Commission negotiations enter countdown

Second MFAA/ FBAA/ ABA/ COBA forum sets a timeline for proposing new remuneration structure to ASIC

Commission negotiations enter countdown

Second MFAA/ FBAA/ ABA/ COBA forum sets a timeline for proposing new remuneration structure to ASIC

A second meeting of the ‘mortgage industry forum’ yesterday agreed to develop and present a new structure for commissions to ASIC and the Treasury by the end of 2017.

Held in Sydney, the forum involved the MFAA, FBAA, Australian Bankers Association, Consumer Owned Banking Association and a new participant, the Australian Finance Industry Association. Brokers also took part, with Connective being deputy chair for the day. 

In addition to setting a date for proposals, the forum discussed draft terms of reference for the process, began the design of a cross-industry working group structure and started to develop an engagement and reporting plan.

MFAA CEO Mike Felton was positive about the forum: “These forums demonstrate the progress we are making together as an industry. Now is the time to maintain momentum and work together.” FBAA CEO was also supportive, whilst insisting the process must “ensure that the broker value proposition to borrowers and the Australian lending landscape is reinforced if not strengthened by this process, and not diminished.”

Will they listen to consumer advocates? 

The second industry forum dealt with criticisms last week by CHOICE and others that consumers have not been represented in the forum.

Diane Tate, ABA executive director of retail policy, said that next step of the forum was to strengthen partnerships with consumer groups. The ABA had previously told MPA that consulting consumers was “not in response to the submission: it was always our intention of the forum.”

Should consumer advocates be fully included in the forum, brokers would have cause for concern. In their submission to the Treasury, CHOICE and others argued that trail commission should be scrapped, with upfront replaced by fixed fees and commission levels decoupled from loan size. They also called for the NCCP to be reformed to go beyond a ‘not unsuitable’ requirement of brokers.

However, according to ABA boss Tate “the industry will stay focused on ensuring that how mortgage brokers are paid, and the way this is structured delivers good outcomes for customers.”

AFIA joins the forum

The forum now has five official participants, with the new entrant being the Australian Finance Industry Association (AFIA).

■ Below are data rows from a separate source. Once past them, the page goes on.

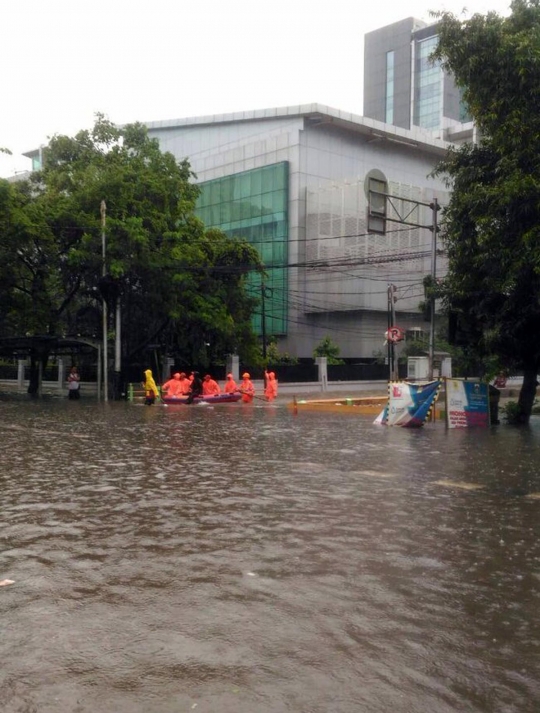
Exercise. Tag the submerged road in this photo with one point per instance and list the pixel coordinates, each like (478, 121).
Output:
(239, 558)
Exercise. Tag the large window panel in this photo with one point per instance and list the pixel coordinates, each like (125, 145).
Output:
(253, 205)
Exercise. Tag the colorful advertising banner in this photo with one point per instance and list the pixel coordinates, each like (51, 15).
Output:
(467, 404)
(409, 405)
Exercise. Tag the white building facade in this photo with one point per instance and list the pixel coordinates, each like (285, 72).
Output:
(295, 183)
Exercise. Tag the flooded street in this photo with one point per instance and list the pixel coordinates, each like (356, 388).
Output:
(241, 559)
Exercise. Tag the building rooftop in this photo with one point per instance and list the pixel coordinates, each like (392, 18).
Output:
(317, 114)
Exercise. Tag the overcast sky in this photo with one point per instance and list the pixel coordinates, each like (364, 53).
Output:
(64, 60)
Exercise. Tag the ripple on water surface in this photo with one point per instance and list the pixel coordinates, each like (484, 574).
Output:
(241, 559)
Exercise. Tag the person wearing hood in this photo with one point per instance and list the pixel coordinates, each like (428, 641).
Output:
(173, 386)
(270, 390)
(195, 387)
(230, 385)
(247, 389)
(210, 386)
(150, 388)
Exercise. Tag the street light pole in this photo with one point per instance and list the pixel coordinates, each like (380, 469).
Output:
(103, 210)
(435, 228)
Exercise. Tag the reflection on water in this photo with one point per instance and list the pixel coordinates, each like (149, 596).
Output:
(239, 558)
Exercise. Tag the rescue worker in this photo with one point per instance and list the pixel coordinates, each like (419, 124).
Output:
(150, 388)
(230, 385)
(173, 386)
(195, 387)
(270, 390)
(210, 386)
(185, 384)
(247, 389)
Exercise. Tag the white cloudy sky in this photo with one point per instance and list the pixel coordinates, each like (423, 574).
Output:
(64, 60)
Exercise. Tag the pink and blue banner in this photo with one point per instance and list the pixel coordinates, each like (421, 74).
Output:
(409, 405)
(467, 404)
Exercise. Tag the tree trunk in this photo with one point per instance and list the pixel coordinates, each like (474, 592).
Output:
(527, 394)
(33, 383)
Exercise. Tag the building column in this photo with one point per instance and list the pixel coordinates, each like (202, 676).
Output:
(322, 363)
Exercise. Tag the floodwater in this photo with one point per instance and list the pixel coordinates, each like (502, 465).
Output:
(242, 559)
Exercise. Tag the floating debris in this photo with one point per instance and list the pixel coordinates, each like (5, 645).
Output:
(458, 484)
(374, 473)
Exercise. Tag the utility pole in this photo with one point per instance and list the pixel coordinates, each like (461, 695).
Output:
(391, 324)
(103, 210)
(263, 317)
(377, 211)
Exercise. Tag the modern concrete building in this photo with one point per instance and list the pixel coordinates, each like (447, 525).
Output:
(295, 181)
(403, 87)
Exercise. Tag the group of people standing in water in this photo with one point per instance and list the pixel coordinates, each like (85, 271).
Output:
(192, 386)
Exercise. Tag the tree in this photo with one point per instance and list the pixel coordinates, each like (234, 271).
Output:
(178, 283)
(326, 347)
(492, 223)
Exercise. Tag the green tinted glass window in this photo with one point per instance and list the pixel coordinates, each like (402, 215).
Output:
(253, 205)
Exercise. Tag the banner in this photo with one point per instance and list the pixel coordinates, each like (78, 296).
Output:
(409, 405)
(467, 404)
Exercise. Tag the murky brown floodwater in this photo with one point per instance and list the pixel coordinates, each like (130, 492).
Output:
(240, 559)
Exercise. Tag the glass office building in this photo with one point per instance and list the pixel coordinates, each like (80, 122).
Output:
(428, 86)
(253, 205)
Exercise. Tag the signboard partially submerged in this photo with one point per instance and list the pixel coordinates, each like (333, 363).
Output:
(467, 404)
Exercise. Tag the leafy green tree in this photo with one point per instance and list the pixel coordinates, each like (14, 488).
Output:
(178, 284)
(492, 223)
(326, 347)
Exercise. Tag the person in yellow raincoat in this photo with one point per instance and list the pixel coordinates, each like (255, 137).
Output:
(150, 388)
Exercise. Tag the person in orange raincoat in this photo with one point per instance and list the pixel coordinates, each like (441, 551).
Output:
(185, 384)
(210, 386)
(230, 385)
(173, 386)
(247, 389)
(270, 390)
(150, 389)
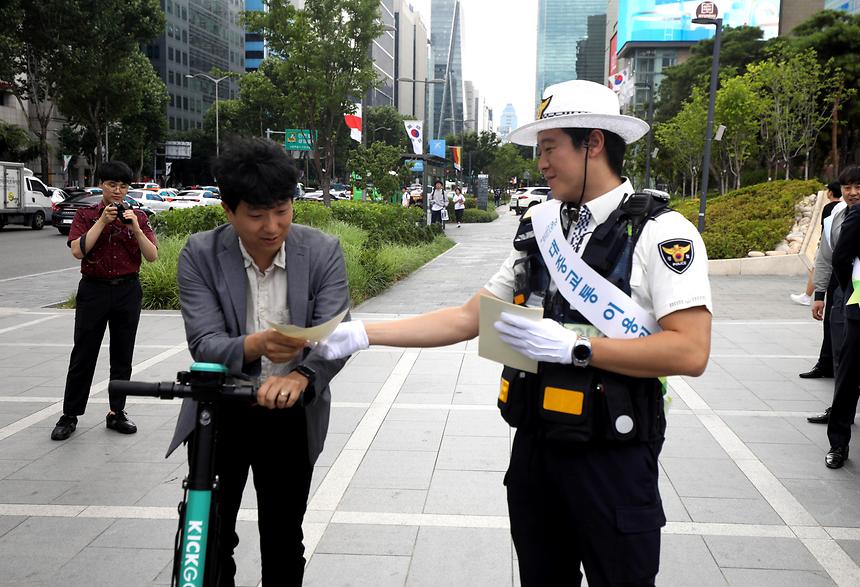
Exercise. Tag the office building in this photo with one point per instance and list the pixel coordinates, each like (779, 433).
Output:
(382, 51)
(410, 61)
(562, 24)
(446, 45)
(508, 122)
(199, 35)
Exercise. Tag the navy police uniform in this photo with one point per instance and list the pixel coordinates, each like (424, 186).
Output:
(582, 490)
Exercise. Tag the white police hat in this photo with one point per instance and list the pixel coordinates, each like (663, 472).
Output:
(580, 104)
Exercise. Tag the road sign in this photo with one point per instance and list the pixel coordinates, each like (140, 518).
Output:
(298, 139)
(177, 149)
(707, 10)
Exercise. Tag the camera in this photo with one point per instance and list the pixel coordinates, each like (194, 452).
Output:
(120, 209)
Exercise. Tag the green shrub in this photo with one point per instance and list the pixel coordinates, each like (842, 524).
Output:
(158, 280)
(475, 215)
(188, 220)
(386, 223)
(311, 214)
(756, 217)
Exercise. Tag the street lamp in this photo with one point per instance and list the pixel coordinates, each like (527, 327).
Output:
(706, 14)
(215, 81)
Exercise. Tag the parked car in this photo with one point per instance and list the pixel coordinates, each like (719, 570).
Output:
(156, 202)
(58, 195)
(145, 185)
(525, 198)
(65, 212)
(197, 197)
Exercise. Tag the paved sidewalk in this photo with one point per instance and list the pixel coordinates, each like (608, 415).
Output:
(409, 488)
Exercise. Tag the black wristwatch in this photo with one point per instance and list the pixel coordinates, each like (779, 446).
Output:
(307, 372)
(581, 355)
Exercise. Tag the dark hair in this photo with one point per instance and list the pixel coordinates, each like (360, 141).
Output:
(849, 176)
(255, 171)
(114, 171)
(613, 144)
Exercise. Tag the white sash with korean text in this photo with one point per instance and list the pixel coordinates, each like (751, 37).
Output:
(608, 308)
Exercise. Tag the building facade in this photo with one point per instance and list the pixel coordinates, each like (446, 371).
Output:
(446, 46)
(410, 62)
(382, 52)
(507, 122)
(199, 35)
(562, 24)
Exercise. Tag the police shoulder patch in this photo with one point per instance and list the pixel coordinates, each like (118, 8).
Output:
(677, 254)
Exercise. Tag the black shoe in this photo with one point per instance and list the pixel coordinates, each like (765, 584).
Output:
(64, 428)
(836, 457)
(822, 418)
(120, 423)
(816, 373)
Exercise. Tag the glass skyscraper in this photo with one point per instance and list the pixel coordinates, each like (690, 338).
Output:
(445, 40)
(561, 25)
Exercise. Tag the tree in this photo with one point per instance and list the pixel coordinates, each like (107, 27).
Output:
(835, 37)
(385, 123)
(16, 144)
(98, 84)
(683, 138)
(318, 74)
(507, 164)
(739, 47)
(801, 96)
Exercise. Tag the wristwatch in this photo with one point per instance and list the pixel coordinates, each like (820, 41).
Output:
(307, 372)
(581, 355)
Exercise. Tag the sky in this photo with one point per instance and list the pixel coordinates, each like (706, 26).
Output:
(499, 45)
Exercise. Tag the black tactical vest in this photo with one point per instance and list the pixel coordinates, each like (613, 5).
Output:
(567, 403)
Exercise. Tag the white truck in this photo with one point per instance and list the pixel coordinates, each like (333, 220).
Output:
(26, 200)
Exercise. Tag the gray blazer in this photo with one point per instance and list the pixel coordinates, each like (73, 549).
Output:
(212, 283)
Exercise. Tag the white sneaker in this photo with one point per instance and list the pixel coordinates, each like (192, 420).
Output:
(802, 299)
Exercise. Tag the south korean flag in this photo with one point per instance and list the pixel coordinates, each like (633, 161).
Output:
(414, 128)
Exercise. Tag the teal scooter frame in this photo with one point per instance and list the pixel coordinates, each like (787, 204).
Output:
(195, 563)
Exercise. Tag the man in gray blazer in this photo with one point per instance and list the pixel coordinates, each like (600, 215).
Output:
(234, 281)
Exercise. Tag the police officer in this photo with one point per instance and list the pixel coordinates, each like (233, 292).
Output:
(582, 481)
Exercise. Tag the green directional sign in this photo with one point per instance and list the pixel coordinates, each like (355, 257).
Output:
(298, 139)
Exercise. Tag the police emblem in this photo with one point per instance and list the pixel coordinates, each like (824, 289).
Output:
(677, 254)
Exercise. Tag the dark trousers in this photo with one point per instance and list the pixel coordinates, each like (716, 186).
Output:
(273, 444)
(825, 355)
(100, 305)
(837, 324)
(847, 384)
(598, 505)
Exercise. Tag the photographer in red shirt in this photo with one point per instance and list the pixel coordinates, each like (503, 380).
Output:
(109, 238)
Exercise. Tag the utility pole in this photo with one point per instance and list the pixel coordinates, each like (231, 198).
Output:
(706, 13)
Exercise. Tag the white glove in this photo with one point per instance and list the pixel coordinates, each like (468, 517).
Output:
(346, 339)
(544, 340)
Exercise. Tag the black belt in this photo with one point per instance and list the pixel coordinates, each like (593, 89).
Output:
(111, 281)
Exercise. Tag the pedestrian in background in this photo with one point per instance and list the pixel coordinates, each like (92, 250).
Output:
(582, 484)
(109, 238)
(846, 269)
(438, 203)
(459, 205)
(823, 291)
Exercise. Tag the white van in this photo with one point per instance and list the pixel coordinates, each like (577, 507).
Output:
(26, 200)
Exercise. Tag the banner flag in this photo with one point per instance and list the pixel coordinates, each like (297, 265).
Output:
(354, 122)
(414, 128)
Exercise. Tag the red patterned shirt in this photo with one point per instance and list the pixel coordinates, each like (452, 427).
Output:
(116, 252)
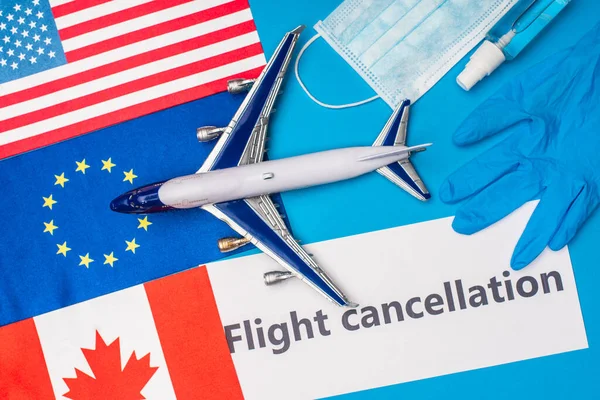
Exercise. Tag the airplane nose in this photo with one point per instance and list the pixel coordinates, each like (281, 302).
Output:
(121, 204)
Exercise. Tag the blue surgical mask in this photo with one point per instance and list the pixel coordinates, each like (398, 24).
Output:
(401, 48)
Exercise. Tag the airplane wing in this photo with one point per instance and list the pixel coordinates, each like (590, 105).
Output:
(243, 140)
(258, 220)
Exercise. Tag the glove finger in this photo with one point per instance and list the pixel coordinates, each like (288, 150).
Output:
(493, 116)
(583, 206)
(496, 202)
(479, 173)
(543, 223)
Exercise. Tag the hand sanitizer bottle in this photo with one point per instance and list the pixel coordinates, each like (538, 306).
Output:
(509, 37)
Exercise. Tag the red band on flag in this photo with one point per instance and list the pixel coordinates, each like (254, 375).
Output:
(115, 18)
(191, 335)
(23, 373)
(155, 30)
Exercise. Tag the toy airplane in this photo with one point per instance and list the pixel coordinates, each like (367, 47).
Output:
(234, 183)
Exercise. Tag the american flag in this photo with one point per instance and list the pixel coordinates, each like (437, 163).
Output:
(68, 67)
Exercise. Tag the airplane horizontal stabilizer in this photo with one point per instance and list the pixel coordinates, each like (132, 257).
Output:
(403, 174)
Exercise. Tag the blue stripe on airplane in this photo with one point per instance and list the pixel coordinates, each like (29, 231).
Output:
(234, 148)
(393, 131)
(243, 215)
(401, 173)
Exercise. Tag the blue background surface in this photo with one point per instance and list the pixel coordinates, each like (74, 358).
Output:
(370, 203)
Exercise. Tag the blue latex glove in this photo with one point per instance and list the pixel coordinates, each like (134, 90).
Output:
(551, 117)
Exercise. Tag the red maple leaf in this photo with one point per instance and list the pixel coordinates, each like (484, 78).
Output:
(110, 381)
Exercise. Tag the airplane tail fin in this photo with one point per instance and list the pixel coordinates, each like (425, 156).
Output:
(402, 173)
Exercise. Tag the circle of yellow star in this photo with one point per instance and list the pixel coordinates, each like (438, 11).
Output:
(110, 258)
(81, 166)
(144, 223)
(129, 176)
(50, 227)
(107, 165)
(49, 202)
(61, 180)
(86, 260)
(131, 246)
(62, 249)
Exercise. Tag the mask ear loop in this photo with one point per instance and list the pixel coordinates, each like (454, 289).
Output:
(313, 98)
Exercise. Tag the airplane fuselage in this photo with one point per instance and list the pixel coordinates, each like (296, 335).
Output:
(252, 180)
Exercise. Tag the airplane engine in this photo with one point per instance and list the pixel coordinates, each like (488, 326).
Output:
(208, 133)
(273, 277)
(236, 86)
(230, 244)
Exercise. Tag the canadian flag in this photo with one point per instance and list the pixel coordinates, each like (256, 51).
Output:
(162, 340)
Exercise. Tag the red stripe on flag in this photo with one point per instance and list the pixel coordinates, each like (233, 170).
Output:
(74, 6)
(128, 63)
(23, 371)
(156, 30)
(118, 17)
(131, 87)
(125, 114)
(191, 335)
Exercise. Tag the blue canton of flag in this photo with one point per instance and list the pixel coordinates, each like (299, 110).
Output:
(61, 244)
(29, 40)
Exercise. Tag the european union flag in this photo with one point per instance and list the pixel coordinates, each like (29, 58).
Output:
(61, 243)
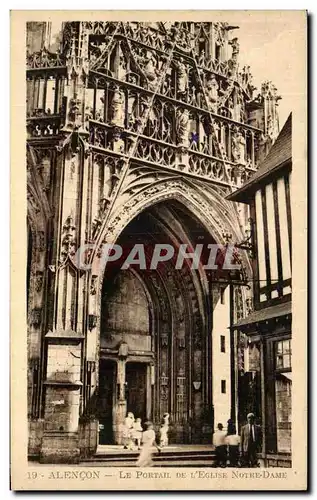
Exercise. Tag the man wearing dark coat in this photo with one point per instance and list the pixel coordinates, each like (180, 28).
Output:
(251, 440)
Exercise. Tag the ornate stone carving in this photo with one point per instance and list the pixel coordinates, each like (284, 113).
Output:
(93, 285)
(39, 278)
(212, 88)
(68, 238)
(182, 126)
(238, 147)
(182, 76)
(117, 108)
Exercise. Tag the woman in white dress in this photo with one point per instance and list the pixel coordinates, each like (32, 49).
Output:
(148, 445)
(127, 429)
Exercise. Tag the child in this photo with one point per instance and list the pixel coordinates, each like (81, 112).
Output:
(127, 431)
(137, 432)
(219, 442)
(164, 430)
(148, 442)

Previously known as the Australian Finance Conference, which was founded in 1958, the AFIA represents a diverse range of finance companies: prominent members include the four major banks; Genworth; Equifax (previously VEDA), Pepper and Bank of Queensland

AFIA CEO Helen Gordon said, “AFIA looks forward to contributing to the forum’s proactive engagement with the Government, and working with all participants on solutions to effectively address identified key risk areas in a way that protects customers while continuing to give them choice on how they access mortgage lending.”